Newt Gingrich believed that the brand of politics Bob Michel practiced had contributed to House Republicans’ 40-year sojourn in the political desert. Gingrich decided to change this, starting with Republicans’ vocabulary and tactics. This proved effective, but at the cost of rising incivility and declining cooperation between the political parties. Once the use of terms such as “corruption,” “disgrace” and “traitor” becomes routine in Congress, the intense personal antipathy these words express is bound to trickle down to rank-and-file party identifiers.
What’s the point of electing Republicans if they’re not barbarians?
On Nov. 5, North Carolina will determine whether a slate of Republican candidates who believe that the 2020 election was stolen, who dismiss Trump’s 91 felony charges and who are eager to be led by the most prodigiousliar in the history of the presidency, can win in a battleground state.
Pope McCorkle, a Democratic consultant and professor at Duke’s Sanford School of Public Policy, argued in an email that the results of this year’s Republican primary election on March 5 demonstrate that “the North Carolina G.O.P. is now a MAGA party. With the gubernatorial nomination of Mark Robinson, the N.C. G.O.P. is clearly in the running for the most MAGA party in the nation.”

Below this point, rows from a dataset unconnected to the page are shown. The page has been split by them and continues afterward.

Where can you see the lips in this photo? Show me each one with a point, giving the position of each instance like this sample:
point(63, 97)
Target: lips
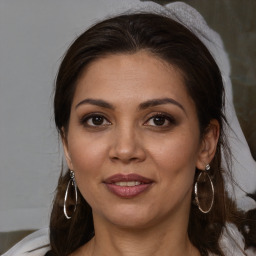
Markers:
point(127, 186)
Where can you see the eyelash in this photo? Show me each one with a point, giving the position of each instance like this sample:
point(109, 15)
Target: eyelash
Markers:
point(171, 120)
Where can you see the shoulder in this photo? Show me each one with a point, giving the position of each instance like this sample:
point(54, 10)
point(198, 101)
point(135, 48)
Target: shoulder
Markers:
point(36, 244)
point(232, 242)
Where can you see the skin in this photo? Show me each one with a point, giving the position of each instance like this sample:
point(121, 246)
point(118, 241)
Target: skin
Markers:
point(126, 140)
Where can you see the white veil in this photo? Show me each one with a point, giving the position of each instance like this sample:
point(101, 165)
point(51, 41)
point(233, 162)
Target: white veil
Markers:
point(244, 166)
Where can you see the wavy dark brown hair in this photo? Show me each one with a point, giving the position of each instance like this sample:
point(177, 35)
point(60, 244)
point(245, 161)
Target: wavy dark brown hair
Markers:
point(177, 45)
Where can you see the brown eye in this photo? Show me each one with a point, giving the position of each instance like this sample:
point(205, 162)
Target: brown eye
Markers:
point(95, 120)
point(160, 120)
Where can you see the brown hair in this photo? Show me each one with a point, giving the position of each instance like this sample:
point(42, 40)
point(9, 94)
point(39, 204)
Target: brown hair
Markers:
point(177, 45)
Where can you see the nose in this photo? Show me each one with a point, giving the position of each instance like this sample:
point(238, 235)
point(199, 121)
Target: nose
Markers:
point(127, 146)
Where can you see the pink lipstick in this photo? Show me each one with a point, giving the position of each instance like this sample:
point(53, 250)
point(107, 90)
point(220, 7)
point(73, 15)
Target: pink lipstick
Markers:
point(127, 186)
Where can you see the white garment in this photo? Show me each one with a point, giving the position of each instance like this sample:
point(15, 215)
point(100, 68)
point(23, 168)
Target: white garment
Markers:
point(244, 166)
point(28, 246)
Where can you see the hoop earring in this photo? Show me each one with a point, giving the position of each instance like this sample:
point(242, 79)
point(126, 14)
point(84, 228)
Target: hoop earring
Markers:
point(204, 175)
point(73, 183)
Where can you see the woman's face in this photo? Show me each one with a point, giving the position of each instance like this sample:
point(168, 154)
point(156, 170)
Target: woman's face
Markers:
point(133, 140)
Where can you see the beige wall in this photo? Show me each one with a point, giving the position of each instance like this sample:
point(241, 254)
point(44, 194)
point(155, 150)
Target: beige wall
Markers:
point(235, 21)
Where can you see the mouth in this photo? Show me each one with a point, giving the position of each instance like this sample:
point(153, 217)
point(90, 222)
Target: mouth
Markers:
point(127, 186)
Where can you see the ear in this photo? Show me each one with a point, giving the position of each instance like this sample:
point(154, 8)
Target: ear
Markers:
point(208, 145)
point(65, 148)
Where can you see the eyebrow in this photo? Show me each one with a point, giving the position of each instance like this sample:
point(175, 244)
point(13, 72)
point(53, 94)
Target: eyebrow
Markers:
point(142, 106)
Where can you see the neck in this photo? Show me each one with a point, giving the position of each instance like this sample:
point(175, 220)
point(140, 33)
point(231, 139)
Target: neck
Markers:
point(164, 240)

As they are elsewhere, MAGA leaders in North Carolina are confrontational.
In February 2018, Robinson, the first Black lieutenant governor of the state, described on Facebook his view of survivors of school shootings who then publicly call for gun control. They are “media prosti-tots” who suffer from “the liberal syndrome of rectal cranial inversion mixed with a healthy dose of just plain evil and stupid permeating your hallways.”

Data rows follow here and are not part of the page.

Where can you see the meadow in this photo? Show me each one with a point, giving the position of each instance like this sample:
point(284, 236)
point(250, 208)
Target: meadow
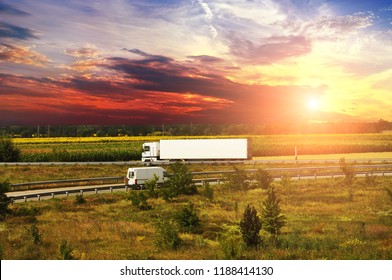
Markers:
point(128, 148)
point(326, 219)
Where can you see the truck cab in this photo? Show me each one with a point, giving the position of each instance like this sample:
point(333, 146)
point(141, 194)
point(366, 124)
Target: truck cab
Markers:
point(137, 177)
point(151, 152)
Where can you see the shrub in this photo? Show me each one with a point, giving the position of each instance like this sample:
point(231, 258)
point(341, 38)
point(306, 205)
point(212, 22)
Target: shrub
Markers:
point(187, 218)
point(286, 181)
point(263, 178)
point(167, 235)
point(389, 192)
point(139, 199)
point(8, 151)
point(4, 199)
point(272, 219)
point(151, 187)
point(348, 171)
point(208, 192)
point(35, 234)
point(66, 251)
point(238, 180)
point(250, 226)
point(231, 244)
point(180, 182)
point(79, 199)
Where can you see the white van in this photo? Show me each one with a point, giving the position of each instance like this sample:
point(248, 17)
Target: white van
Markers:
point(137, 177)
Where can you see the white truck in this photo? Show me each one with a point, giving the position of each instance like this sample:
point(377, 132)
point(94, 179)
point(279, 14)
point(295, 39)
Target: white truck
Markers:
point(137, 177)
point(197, 149)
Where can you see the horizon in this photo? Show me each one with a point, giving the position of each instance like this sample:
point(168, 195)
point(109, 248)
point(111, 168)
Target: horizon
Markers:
point(174, 62)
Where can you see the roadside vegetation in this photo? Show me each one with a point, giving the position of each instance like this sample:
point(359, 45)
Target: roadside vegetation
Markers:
point(261, 219)
point(127, 148)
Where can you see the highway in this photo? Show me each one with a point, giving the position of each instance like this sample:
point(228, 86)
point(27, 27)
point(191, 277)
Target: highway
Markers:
point(48, 193)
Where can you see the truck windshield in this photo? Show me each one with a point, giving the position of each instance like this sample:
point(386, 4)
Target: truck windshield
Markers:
point(146, 148)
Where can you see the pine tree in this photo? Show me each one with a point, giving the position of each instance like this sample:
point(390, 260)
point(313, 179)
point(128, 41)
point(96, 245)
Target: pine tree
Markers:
point(272, 219)
point(250, 226)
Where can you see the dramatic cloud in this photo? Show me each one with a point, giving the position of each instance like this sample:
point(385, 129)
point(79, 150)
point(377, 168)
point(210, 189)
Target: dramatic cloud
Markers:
point(16, 32)
point(8, 9)
point(221, 61)
point(270, 49)
point(22, 55)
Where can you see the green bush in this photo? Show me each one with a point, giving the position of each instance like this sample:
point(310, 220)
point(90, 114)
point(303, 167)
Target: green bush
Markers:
point(35, 234)
point(272, 219)
point(79, 199)
point(66, 251)
point(139, 200)
point(263, 178)
point(250, 226)
point(238, 180)
point(4, 199)
point(180, 182)
point(8, 151)
point(167, 235)
point(208, 192)
point(348, 170)
point(231, 244)
point(187, 218)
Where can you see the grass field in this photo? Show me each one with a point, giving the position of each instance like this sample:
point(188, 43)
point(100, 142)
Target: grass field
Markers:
point(129, 148)
point(325, 220)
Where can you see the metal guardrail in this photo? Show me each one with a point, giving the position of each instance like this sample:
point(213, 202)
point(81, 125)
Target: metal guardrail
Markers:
point(64, 183)
point(52, 193)
point(108, 180)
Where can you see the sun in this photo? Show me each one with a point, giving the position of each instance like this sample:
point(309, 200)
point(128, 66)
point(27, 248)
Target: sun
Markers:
point(313, 103)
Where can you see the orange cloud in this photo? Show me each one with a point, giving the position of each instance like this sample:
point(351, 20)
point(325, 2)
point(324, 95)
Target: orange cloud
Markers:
point(21, 55)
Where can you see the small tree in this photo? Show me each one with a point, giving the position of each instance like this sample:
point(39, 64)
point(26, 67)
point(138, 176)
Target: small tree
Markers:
point(139, 199)
point(208, 192)
point(348, 172)
point(4, 199)
point(151, 187)
point(231, 244)
point(8, 151)
point(250, 226)
point(238, 180)
point(167, 235)
point(66, 250)
point(263, 178)
point(187, 218)
point(272, 219)
point(180, 182)
point(35, 234)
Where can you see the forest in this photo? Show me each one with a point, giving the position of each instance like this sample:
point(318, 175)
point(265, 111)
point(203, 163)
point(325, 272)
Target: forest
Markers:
point(195, 129)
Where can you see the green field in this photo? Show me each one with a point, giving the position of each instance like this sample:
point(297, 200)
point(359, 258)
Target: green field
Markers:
point(129, 148)
point(325, 220)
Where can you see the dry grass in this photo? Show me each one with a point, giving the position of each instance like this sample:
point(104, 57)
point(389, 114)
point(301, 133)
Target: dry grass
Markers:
point(325, 220)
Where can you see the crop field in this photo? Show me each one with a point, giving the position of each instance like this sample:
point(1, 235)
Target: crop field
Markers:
point(129, 148)
point(325, 219)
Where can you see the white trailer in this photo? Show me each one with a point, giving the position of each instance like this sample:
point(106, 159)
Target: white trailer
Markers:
point(137, 177)
point(197, 149)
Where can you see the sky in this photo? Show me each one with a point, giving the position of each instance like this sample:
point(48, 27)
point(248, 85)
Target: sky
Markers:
point(194, 61)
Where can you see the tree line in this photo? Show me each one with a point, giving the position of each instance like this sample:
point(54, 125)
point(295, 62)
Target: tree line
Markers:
point(194, 129)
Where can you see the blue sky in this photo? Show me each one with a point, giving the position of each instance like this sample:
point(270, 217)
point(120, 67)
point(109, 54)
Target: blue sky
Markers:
point(222, 61)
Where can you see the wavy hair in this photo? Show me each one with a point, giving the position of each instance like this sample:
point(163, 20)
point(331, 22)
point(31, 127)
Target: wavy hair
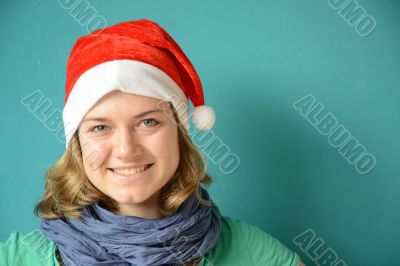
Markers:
point(68, 189)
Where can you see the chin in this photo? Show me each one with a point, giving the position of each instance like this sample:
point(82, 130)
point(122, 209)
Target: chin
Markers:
point(131, 197)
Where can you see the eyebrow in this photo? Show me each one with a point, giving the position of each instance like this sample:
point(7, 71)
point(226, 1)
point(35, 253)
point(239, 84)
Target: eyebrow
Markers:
point(101, 119)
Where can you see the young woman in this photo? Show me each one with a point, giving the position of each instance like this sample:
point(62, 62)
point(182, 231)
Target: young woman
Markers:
point(128, 191)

In a March 2018 posting on Facebook, Robinson declared: “This foolishness about Hitler disarming MILLIONS of Jews and then marching them off to concentration camps is a bunch of hogwash.”

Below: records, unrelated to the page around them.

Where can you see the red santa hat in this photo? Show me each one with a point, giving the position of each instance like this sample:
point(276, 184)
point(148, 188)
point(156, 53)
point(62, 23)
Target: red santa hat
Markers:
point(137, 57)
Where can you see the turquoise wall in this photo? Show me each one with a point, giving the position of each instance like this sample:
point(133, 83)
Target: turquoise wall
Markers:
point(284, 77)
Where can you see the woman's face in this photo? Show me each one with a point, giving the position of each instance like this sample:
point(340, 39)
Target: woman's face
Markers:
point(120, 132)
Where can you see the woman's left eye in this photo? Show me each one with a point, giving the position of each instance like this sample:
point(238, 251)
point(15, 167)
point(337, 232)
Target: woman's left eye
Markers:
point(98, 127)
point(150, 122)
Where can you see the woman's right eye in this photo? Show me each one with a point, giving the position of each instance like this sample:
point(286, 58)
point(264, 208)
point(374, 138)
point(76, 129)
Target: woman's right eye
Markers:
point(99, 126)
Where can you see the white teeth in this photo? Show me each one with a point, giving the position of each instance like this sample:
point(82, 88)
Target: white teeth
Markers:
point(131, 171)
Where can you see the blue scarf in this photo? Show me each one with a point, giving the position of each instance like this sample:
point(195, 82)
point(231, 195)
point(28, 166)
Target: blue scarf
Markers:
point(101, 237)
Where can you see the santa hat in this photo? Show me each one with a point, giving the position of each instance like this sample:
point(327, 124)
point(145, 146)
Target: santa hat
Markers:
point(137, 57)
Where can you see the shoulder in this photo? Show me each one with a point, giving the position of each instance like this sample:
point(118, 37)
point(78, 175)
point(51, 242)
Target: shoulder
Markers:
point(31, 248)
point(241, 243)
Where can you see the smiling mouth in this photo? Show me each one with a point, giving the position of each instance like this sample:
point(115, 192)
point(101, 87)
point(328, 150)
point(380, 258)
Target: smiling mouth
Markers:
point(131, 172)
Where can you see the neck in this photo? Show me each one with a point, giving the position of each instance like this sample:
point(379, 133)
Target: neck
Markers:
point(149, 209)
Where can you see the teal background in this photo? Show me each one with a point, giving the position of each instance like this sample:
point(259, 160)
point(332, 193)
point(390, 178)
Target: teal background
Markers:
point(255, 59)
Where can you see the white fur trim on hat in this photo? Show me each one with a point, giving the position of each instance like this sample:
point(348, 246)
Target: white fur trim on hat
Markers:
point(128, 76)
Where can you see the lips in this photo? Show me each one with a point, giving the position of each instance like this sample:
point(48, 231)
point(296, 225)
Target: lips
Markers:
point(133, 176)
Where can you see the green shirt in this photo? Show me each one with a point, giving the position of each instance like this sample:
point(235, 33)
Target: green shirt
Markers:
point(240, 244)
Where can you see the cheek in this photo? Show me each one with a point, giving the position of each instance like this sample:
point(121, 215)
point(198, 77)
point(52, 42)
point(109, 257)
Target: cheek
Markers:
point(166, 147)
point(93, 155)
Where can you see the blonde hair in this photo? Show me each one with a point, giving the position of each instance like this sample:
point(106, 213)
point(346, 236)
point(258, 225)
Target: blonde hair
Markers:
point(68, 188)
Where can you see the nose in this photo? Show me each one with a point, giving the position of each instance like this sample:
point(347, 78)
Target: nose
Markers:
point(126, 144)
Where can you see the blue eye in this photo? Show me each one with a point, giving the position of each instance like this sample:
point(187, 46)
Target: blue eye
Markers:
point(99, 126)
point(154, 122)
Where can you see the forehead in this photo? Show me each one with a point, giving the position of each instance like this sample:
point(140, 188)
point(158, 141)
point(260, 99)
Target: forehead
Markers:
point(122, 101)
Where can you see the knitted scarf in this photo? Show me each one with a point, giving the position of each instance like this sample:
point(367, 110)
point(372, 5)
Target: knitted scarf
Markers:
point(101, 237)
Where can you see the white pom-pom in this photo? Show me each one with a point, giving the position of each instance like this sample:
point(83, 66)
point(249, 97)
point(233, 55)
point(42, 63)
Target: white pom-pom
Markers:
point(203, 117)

In an October 2021 sermon in a North Carolina church, Robinson told parishioners, “There’s no reason anybody anywhere in America should be telling any child about transgenderism, homosexuality, any of that filth. And yes, I called it filth.”
There are many ways to express MAGA extremism.
On May 13, 2020, Michele Morrow, the Republican nominee for North Carolina Superintendent of Public Schools, responded on X (formerly Twitter) to a suggestion that Barack Obama be sent to the Guantánamo Bay detention camp on charges of treason. Morrow’s counterproposal?
I prefer a Pay Per View of him in front of the firing squad. I do not want to waste another dime on supporting his life. We could make some money back from televising his death.
In Morrow’s world, Obama would be unlikely to die alone. Morrow’s treason execution list, according to a report on CNN, includes North Carolina’s current governor, Roy Cooper, former New York governor, Andrew Cuomo, Representative Ilhan Omar, Hillary Clinton, Senator Chuck Schumer, Anthony Fauci, Bill Gates — and President Biden.
[ ] Vulgar attacks? Check (“prosti-tots” and “rectal cranial inversion”)
[ ] Holocaust denial? Check
[ ] Crazed charges of “treason” with proposed mass public executions? Check
You know what North Carolina needs. It needs “bloodbath” of MAGA jackasses on November 5.
But truth told, I’m not sure that these freshly-minted MAGA/populist “Republicans” will care about a massive voter repudiation so long as meanwhile they performatively own the libs.
Explain this one away
Fuggedabout “bloodbath” blather:
“A Massive Fraud of this type and magnitude allows for the termination of all rules, regulations, and articles, even those found in the Constitution.” Those are Trump’s words, verbatim. He wasn’t talking about Chinese automotive imports.